Cinq ans après le G20 de Washington, où en est-on de la régulation financière
Animée par Philippe Mudry, directeur général de l’Agefi, cette table ronde a permis de confronter les points de vue du régulateur français (Gérard Rameix, président de l’AMF), du régulateur européen (Steven Maijoor, président de l’ESMA), des professionnels (Frédéric Janbon président de l’AFME – Association for financial markets in Europe) et de la Banque mondiale (Bertrand Badré, directeur général et directeur financier pour le groupe Banque mondiale).
La réforme n’est pas terminée
Les intervenants se sont accordés sur le fait que la régulation a bien avancé et que les chantiers entamés à la suite de la crise de 2007/2008 sont pour la plupart en bonne voie, mais que la réforme n’est pas terminée. Nous sommes à une période charnière, idée que chacun des panelistes a exprimée à sa manière. Pour Monsieur Maijoor, les avancées en matière de régulation doivent désormais être mises en oeuvre et supervisées. Elles doivent également être complétées par le volet « protection du consommateur ». Monsieur Janbon a relevé un certain nombre de points techniques qui lui paraissent devoir être corrigés (réforme du marché des dérivés de gré à gré ou ratio de liquidité des banques). Monsieur Rameix a, lui, fait remarquer que l’équilibre actuel, basé sur des taux d’intérêt très bas et des interventions massives de la FED our acheter de la dette publique américaine, ne pouvait pas durer. Il a également insisté sur la nécessité de faire en sorte que le financement de l’économie – qui a besoin de financement de long terme – soit satisfaisant. Pour cela, il faut à la fois créer des outils adéquats– et dans ce contexte, la titrisation est utile et il faut réfléchir à la relancer, et donner confiance aux épargnants pour qu’ils investissent à long terme. Monsieur Badré a insisté sur la nécessité d’intégrer les pays émergents dans la réflexion sur le rôle de la finance, car si les pays émergents n’arrivent pas à financer leurs projets (d’infrastructure par exemple), c’est toute la croissance mondiale qui en pâtira.
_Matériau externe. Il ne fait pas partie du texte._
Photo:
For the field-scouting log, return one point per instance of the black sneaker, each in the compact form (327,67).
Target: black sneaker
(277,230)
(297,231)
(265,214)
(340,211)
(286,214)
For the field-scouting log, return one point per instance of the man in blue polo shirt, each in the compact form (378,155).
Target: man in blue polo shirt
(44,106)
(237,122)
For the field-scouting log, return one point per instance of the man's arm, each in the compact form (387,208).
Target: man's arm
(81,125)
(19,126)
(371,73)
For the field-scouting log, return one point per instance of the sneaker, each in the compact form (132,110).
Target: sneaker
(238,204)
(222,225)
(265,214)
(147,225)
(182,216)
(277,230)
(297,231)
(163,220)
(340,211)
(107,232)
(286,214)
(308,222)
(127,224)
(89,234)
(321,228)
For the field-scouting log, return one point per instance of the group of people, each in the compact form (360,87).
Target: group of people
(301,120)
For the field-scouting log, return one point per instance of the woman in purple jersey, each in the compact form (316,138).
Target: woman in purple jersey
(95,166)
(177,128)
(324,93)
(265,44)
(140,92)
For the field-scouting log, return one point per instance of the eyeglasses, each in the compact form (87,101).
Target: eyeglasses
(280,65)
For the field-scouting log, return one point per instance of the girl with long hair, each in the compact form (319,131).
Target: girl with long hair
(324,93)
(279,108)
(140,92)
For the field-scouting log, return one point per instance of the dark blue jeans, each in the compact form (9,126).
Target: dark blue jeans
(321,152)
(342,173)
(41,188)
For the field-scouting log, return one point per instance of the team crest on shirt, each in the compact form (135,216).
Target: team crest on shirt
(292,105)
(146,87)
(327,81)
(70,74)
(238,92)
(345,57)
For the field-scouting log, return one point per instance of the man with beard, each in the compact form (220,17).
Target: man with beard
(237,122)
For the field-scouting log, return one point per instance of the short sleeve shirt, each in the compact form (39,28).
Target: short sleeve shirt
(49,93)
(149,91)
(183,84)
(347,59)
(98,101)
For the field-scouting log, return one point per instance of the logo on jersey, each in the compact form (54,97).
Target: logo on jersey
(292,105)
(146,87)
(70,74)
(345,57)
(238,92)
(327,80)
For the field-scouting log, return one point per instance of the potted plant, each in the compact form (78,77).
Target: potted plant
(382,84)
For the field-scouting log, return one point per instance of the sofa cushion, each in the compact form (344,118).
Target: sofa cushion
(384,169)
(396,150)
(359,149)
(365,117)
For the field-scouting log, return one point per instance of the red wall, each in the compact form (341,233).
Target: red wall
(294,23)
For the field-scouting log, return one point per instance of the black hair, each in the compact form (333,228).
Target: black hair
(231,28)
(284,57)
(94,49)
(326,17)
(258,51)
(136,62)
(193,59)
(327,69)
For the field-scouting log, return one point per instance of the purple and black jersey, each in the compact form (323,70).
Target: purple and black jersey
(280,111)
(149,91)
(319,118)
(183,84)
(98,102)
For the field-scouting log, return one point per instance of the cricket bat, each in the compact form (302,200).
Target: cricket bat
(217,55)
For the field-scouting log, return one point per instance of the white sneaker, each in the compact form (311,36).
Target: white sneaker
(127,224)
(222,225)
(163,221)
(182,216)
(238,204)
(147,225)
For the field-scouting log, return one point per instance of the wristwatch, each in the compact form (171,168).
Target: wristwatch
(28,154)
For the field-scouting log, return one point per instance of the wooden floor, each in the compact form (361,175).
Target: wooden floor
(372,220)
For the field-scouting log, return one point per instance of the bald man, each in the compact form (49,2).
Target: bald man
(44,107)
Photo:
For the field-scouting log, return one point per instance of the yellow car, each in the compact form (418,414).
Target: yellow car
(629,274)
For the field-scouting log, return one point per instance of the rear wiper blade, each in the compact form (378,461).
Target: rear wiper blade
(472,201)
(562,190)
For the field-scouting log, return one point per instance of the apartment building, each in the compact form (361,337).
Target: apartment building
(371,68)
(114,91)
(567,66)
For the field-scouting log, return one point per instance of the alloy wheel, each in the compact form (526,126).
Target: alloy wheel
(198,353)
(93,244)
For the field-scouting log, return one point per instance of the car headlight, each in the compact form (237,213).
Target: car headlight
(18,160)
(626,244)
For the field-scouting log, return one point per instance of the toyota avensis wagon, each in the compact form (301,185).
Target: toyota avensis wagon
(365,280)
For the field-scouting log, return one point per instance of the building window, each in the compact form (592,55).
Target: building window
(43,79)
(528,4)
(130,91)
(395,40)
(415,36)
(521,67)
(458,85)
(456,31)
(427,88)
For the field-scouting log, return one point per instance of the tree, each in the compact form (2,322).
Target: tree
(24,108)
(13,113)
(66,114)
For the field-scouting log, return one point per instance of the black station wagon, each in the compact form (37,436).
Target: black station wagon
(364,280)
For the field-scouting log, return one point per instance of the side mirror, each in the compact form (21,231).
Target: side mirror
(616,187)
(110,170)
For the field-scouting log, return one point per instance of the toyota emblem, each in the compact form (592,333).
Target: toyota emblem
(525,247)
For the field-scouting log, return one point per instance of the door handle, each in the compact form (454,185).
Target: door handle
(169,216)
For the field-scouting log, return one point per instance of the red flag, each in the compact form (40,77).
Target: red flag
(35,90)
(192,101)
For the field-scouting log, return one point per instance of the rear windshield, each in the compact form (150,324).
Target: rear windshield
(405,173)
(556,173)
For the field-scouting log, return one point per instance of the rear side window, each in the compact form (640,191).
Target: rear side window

Comment concilier le financement de l’économie et l’intérêt des épargnants
Animée par Benoît de Juvigny, secrétaire général de l’AMF, cette table ronde réunissait Karine Berger, députée, Pierre Gattaz, président du Medef, Jean-Pierre Jouyet, directeur général de la Caisse des dépôts et consignations (CDC), Michel Lucas, président du groupe Crédit Mutuel CIC et Joseph Thouvenel, vice-président de la CFTC et membre de la commission des sanctions de l’AMF.
Tous les panelistes sont tombés d’accord sur le fait que la finance doit résoudre une équation difficile pour réconcilier les épargnants, qui investissent plus que jamais dans des produits sans risque, y compris les gros patrimoines qui placent plusieurs millions dans des assurances vie investies en fonds euros, et les entreprises qui ont besoin de ressources longues. Mais tous n’avaient pas nécessairement la même opinion sur la meilleure façon d’y parvenir. La question de l’impact très négatif du changement des règles fiscales – et en particulier rétroactives – a été largement évoquée. De même, le poids de la fiscalité a fait l’objet d’un débat entre, notamment, Pierre Gattaz qui estime que les entreprises et les épargnants font l’objet d’un matraquage fiscal et Karine Berger qui a fait valoir que la France va devenir le pays où le rapport Impôt sur les sociétés/valeur ajoutée va devenir le plus faible. Jean-Pierre Jouyet a rappelé le rôle essentiel de la Caisse des dépôts comme investisseur de long terme, directement ou au travers du Fonds d’épargne ou de la Banque Publique d’Investissement. Pour réconcilier les points de vue, l’épargne salariale comme l’économie sociale et solidaire ont été jugées aptes à redonner confiance dans la finance, tout comme l’éducation financière et la formation en économie.